SARAWAK HAS MAINTAINED autonomy when it comes to immigration control, ensuring that - mostly mainlanders - are unable to immigrate to the thinly populated state of Sarawak. Even if residents are travelling from other parts of Malaysia they still require ID, so it is important to ensure you have some form of identification on you at all times when in Sarawak.
The majority of travellers to Sarawak will arrive by plane, with the largest airport being located in Kuching and the international flights available include those to Singapore and Pontianak.
Due to the sheer size of Sarawak, travelling by air is probably the easiest form of travel when navigating your way around the state. The roads are especially poor by otherwise high Malaysian standards, again making planes the logical choice.
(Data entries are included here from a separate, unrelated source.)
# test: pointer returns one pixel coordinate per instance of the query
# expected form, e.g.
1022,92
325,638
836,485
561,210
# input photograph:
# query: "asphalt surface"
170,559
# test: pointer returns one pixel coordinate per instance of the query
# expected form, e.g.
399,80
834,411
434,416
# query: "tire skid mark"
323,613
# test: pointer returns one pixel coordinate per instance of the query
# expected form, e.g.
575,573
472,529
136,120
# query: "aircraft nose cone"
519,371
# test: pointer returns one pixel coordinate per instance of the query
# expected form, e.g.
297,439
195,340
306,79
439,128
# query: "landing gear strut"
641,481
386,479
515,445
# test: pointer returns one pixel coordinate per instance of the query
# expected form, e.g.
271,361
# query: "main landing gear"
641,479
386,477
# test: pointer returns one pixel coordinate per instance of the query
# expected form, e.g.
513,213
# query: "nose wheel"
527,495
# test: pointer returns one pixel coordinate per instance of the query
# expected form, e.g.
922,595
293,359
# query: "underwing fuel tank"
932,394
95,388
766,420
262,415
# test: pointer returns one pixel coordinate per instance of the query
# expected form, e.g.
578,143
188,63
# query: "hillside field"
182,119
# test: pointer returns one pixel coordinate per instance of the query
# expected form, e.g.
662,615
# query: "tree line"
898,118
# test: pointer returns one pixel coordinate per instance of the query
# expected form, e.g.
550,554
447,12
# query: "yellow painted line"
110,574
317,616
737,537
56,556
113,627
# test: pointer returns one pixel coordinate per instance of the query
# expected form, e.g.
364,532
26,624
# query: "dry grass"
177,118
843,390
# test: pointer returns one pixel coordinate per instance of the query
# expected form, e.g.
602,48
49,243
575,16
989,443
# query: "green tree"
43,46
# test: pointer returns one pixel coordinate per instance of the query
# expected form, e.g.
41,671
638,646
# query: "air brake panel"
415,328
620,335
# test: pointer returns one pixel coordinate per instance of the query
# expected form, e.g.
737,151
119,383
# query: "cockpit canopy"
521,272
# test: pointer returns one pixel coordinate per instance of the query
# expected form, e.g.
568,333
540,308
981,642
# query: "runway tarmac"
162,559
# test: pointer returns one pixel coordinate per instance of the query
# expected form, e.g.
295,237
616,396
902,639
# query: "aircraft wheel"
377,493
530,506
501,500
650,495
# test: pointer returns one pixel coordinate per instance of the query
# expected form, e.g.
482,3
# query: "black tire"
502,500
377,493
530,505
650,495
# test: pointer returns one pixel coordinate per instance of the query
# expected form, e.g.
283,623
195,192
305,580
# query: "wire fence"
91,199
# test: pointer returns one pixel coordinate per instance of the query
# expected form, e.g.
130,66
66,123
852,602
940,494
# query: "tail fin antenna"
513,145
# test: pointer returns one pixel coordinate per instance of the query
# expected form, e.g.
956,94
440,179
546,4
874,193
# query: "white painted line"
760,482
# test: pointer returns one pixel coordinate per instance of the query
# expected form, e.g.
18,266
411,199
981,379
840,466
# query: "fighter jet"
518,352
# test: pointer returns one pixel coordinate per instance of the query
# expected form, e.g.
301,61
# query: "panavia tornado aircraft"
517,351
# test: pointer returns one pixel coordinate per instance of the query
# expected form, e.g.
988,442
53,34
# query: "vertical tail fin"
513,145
A prime example would be when travelling between Kuching and Miri, which would take either one hour on a plane or 14 hours on a bus.
However, if you would prefer to stay away from planes during your time in Sarawak then the vast majority of cities are connected by express buses if you can handle the extensive journey. You also have the option of express boats which are set up from the coast inland, along Borneo’s larger rivers and provide a faster alternative to buses and cheaper to planes.
When you are actually in the cities themselves, there is a plethora of ways to see the sites and arrive at your meetings with ease. Most cities have local buses and taxies which not only serve the city centres but also the surrounding suburbs.